Scrape web pages with Playwright and export structured data.

These details have been verified by PyPI

Project links

GitHub Statistics

Maintainers

These details have not been verified by PyPI

Project description

SandPaper

SandPaper scrapes web pages with Playwright and writes structured data to CSV, JSON, Excel, Parquet, or SQLite. It ships with an interactive CLI, a non-interactive CLI for scripting, an HTTP API, a small web UI, a visual selector picker, and a session recorder that replays as recipes.

Docs: Getting started · User guide · Installation · Contributing

Install

From PyPI:

pip install sandpaper-py
playwright install

With optional features:

pip install "sandpaper-py[excel,parquet,api,schedule]"

From source:

git clone https://github.com/Aaryan-Dadu/SandPaper
cd SandPaper
pip install -e ".[dev,all]"
playwright install

playwright install downloads the browser binaries the loader needs. The first scrape after a fresh install will fail without it.

Quick start

Interactive mode:

sandpaper

Single-shot non-interactive scrape:

sandpaper run --url https://quotes.toscrape.com -o quotes.csv

Multi-page with a template:

sandpaper run \
  --template "https://quotes.toscrape.com/page/{page}/" \
  --pages 1-5 \
  -o quotes.csv

Auto-paginate by following rel="next" links:

sandpaper run --url https://quotes.toscrape.com --auto-paginate -o quotes.csv

CSS selector extraction:

sandpaper run \
  --url https://quotes.toscrape.com \
  --extractor selector \
  --selectors '{"quote": "span.text", "author": "small.author"}' \
  -o quotes.json -f json

Concurrent multi-page:

sandpaper run \
  --template "https://example.com/page/{page}" \
  --pages 1-50 \
  --concurrency 4 --rate 2 \
  -o data.parquet -f parquet

Dry run (preview without writing):

sandpaper run --url https://example.com --dry-run

Programmatic API

from sandpaper_py import scrape, ScrapeConfig

cfg = ScrapeConfig(
    page_template="https://quotes.toscrape.com/page/{page}/",
    pages="1-3",
    output="quotes.csv",
    format="csv",
    threshold=10,
)
result = scrape(cfg)
print(result.rows, result.columns)

Or use the helpers:

from sandpaper_py import scrape_url, scrape_urls

scrape_url("https://example.com", output="example.csv")
scrape_urls(["https://a.com", "https://b.com"], output="combined.json", format="json")

Commands

Command	Purpose
`sandpaper`	Interactive prompt-driven scrape.
`sandpaper run`	Non-interactive scrape from flags.
`sandpaper watch --every <sec>`	Re-run on a fixed interval.
`sandpaper schedule --cron "..."`	Run on a cron schedule.
`sandpaper pick <url>`	Open a visual selector picker.
`sandpaper serve`	Start the HTTP API and web UI.
`sandpaper preset {list,save,show,delete}`	Manage per-site presets.
`sandpaper config {path,show,init}`	Manage the global config file.
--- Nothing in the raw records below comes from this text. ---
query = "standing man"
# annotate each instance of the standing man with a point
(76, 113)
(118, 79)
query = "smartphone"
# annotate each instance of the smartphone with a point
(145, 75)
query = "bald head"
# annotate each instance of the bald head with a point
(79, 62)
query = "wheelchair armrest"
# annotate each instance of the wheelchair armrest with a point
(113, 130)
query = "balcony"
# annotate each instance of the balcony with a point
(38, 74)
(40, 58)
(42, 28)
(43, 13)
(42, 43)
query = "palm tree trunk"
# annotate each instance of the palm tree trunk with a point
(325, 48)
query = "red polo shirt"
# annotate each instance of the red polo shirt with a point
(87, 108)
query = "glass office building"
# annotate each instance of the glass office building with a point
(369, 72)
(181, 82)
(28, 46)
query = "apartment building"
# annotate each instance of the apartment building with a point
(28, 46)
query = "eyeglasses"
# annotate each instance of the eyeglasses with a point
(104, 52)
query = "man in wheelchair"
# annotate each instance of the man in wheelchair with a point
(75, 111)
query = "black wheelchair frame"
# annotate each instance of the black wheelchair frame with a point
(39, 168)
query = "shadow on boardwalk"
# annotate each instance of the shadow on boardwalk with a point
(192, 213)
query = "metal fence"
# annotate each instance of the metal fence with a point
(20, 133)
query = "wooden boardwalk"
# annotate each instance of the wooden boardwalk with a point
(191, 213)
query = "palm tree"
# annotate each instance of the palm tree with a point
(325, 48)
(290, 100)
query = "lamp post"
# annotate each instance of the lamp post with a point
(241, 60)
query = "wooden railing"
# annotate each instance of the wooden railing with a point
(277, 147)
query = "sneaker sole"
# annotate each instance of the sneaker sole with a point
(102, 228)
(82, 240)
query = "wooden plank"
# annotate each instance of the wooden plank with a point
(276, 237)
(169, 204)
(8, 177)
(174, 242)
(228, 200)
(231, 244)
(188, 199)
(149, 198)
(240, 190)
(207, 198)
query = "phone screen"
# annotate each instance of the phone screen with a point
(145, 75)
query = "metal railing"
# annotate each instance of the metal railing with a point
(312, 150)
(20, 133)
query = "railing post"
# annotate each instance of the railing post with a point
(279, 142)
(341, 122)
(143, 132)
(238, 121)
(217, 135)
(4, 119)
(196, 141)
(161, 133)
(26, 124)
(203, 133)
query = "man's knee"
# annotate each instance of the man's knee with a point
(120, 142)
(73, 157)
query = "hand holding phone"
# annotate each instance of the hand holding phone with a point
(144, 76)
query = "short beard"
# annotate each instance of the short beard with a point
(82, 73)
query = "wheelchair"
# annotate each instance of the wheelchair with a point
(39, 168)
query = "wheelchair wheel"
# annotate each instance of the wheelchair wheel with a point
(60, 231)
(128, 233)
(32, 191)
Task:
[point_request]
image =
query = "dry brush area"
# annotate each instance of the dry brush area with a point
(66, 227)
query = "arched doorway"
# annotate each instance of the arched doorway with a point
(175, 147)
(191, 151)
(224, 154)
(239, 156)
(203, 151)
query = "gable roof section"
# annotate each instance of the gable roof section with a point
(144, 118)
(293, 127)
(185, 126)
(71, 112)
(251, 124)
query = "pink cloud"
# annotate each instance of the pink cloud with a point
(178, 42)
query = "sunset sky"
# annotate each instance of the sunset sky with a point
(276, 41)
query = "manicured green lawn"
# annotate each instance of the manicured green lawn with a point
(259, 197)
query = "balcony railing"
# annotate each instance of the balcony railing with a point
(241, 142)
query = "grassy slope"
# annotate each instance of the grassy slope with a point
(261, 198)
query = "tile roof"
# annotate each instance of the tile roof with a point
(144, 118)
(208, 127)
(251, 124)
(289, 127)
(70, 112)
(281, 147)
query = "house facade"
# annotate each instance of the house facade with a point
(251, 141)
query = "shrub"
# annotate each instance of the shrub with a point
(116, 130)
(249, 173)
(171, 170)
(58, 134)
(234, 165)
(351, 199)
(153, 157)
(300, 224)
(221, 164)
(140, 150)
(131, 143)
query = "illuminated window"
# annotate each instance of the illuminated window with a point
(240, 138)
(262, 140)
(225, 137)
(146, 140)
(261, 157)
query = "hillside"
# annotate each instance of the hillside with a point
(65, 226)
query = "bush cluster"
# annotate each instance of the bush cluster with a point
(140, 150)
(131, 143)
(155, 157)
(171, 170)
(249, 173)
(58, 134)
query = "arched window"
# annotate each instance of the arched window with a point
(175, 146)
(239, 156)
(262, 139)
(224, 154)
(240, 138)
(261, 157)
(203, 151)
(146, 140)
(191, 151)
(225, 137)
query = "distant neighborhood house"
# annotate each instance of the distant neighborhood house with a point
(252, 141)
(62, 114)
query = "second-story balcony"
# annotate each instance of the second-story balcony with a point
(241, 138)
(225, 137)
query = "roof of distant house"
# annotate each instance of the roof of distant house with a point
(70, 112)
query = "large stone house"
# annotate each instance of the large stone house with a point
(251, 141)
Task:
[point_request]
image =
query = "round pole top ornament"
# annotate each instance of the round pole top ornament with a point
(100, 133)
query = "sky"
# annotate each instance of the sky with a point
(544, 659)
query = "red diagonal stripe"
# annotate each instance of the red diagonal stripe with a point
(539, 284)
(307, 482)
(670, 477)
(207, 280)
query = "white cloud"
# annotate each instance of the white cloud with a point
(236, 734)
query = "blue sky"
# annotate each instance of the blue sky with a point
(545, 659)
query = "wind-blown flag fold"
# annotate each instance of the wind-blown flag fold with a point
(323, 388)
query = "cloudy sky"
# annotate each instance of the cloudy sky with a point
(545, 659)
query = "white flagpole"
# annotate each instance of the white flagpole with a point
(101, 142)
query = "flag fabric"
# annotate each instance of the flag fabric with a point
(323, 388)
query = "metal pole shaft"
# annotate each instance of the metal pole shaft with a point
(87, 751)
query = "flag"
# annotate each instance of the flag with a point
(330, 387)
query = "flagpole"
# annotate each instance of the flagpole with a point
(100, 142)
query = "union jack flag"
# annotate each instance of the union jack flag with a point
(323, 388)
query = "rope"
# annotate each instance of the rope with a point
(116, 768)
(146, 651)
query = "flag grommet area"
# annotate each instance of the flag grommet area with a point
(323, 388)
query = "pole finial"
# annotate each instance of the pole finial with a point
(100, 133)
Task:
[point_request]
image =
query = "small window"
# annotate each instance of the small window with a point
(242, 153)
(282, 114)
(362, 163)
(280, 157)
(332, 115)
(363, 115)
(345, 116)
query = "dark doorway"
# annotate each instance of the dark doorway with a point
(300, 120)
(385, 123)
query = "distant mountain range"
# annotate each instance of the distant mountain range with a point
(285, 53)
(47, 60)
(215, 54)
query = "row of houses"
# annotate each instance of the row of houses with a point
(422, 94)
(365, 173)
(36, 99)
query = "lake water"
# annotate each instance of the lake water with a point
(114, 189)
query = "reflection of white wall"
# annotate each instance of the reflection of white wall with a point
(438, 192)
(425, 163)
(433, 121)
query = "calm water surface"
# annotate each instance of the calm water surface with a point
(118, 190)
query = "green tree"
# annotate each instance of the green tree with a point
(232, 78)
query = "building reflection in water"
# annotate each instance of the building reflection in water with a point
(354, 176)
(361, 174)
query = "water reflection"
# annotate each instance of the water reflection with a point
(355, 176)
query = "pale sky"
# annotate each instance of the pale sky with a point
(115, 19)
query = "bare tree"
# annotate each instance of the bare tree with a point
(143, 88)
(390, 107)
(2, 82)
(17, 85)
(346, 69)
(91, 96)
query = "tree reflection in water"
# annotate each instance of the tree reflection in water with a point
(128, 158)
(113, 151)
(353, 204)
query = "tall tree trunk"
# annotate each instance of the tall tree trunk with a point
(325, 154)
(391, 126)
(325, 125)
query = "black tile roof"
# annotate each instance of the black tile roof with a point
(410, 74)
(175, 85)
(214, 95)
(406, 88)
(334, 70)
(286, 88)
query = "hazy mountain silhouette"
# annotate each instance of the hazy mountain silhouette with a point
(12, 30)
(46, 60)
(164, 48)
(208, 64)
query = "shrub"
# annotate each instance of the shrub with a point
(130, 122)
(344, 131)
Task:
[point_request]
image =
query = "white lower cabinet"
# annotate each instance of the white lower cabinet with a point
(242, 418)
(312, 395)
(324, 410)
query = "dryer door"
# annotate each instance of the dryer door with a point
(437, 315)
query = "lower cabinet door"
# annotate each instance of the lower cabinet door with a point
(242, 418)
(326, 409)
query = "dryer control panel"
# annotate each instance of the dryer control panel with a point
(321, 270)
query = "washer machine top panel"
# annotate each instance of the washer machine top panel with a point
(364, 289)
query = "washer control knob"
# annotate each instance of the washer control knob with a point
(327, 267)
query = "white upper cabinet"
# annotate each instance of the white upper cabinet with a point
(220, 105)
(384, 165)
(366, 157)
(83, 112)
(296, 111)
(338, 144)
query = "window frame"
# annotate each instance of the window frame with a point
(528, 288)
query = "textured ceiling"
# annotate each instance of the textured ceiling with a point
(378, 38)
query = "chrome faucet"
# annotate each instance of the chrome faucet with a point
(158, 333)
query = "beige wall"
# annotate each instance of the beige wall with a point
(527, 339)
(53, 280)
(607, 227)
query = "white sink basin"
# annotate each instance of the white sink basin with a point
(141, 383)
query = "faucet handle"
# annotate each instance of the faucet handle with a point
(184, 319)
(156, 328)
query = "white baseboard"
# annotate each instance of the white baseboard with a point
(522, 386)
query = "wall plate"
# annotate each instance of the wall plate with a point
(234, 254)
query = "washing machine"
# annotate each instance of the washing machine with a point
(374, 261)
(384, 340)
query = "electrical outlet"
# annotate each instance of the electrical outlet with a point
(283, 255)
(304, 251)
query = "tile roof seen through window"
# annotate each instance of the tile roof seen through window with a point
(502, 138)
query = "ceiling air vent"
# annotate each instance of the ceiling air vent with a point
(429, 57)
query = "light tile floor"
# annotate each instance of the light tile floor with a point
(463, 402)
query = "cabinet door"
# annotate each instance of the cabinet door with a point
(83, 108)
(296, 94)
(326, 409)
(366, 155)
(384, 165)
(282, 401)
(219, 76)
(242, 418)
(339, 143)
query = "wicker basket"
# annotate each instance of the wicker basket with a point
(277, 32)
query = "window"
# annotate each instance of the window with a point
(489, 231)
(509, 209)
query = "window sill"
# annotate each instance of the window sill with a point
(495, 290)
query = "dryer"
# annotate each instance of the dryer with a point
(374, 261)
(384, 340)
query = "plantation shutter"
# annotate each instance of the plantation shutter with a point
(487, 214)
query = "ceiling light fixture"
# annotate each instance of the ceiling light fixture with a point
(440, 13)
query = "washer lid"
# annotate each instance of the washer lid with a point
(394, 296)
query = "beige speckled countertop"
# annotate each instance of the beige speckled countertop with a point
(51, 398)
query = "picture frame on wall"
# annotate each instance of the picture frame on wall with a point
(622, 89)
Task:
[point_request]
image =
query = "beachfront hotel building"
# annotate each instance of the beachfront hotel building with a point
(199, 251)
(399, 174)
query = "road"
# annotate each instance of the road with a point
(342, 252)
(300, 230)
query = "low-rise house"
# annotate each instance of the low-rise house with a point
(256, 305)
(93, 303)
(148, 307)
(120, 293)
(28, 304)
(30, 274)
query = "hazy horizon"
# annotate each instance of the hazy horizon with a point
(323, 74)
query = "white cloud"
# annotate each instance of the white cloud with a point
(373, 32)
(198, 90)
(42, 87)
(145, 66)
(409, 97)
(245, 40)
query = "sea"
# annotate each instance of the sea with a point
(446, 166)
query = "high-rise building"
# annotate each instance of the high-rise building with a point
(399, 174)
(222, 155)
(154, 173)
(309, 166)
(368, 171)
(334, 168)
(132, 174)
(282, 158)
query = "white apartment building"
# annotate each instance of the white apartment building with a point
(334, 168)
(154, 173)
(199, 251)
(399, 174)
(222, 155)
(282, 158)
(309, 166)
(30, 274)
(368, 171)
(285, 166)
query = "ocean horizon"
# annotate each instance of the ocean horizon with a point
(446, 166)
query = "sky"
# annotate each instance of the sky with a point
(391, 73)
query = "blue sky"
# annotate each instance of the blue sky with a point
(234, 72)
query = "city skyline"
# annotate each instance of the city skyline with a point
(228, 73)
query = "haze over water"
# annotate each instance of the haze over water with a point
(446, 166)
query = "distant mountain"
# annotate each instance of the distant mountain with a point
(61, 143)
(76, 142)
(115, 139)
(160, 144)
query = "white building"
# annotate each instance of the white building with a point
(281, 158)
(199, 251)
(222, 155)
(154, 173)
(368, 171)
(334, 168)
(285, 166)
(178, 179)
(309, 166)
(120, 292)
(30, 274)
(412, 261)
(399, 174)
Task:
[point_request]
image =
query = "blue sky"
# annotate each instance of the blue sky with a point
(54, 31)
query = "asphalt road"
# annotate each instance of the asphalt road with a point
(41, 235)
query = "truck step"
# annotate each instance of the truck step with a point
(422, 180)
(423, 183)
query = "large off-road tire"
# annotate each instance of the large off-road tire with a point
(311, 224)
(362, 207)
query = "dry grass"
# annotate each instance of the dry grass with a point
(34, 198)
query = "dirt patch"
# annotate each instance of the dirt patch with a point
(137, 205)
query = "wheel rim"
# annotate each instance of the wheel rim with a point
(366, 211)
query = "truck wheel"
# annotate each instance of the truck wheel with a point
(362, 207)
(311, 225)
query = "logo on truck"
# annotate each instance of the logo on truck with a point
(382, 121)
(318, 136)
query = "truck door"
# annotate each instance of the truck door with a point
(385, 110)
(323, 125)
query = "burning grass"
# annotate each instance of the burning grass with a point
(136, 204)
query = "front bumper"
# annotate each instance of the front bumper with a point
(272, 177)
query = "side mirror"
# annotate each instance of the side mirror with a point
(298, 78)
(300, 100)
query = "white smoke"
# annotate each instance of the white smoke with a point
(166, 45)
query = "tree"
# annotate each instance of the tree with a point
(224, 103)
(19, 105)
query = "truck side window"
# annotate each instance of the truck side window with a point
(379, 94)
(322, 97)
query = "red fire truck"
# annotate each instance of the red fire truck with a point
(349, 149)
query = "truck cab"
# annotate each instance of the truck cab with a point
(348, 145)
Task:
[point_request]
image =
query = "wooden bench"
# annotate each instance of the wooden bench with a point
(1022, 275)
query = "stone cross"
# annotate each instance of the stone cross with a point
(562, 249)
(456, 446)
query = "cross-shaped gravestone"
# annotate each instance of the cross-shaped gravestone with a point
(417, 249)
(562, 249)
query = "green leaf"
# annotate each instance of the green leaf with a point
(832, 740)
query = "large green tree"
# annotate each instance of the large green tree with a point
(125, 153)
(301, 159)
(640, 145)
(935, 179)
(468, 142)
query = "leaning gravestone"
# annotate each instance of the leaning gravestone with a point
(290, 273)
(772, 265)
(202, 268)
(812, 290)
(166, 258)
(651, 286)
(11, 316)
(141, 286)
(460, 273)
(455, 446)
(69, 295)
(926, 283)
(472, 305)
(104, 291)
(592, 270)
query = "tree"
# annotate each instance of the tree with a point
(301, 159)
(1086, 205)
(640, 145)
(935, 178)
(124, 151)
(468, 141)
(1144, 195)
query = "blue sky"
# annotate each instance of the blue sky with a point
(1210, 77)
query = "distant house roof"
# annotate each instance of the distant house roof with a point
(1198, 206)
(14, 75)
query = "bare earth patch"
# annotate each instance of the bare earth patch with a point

Run sandpaper <command> --help for full options.

Output formats

-f csv (default), json, jsonl, excel, parquet, sqlite.

excel requires pip install "sandpaper-py[excel]". parquet requires [parquet].

Extractors

heuristic (default) groups text by tag-class and keeps any column with at least --threshold items and more than one unique value. Good for generic scrapes where the structure is unknown.
selector takes a JSON map of column to CSS selector and pulls one column per selector. Use sandpaper pick to build the map by clicking.

Presets

Saved per-site configurations live in the user config directory (see sandpaper config path). A preset name that matches a URL host is auto-suggested in interactive mode.

sandpaper preset save quotes.toscrape.com \
  --extractor selector \
  --selectors '{"quote": "span.text", "author": "small.author"}' \
  --threshold 1
sandpaper run --url https://quotes.toscrape.com --preset quotes.toscrape.com

Web UI and HTTP API

pip install "sandpaper-py[api]"
sandpaper serve

Open http://127.0.0.1:8000 for the form-based UI, or POST to /api/scrape:

curl -X POST http://127.0.0.1:8000/api/scrape \
  -H 'content-type: application/json' \
  -d '{"url": "https://quotes.toscrape.com", "format": "json"}'

Visual selector picker

sandpaper pick https://quotes.toscrape.com --save-preset quotes

A real browser opens with an overlay. Click any element inside one of the repeating items (a card, a row, a search result). SandPaper walks up the DOM, finds the row container, highlights every sibling row in green, and shows a side panel with ↑ Broader / ↓ Narrower controls if it picked the wrong level.

Each subsequent click captures a field. The selector is computed relative to the row container, so the same field is automatically pulled out of every other row. The side panel shows a live 5-row preview table that updates as you click. Per-field undo buttons remove a column. Press Esc to finish.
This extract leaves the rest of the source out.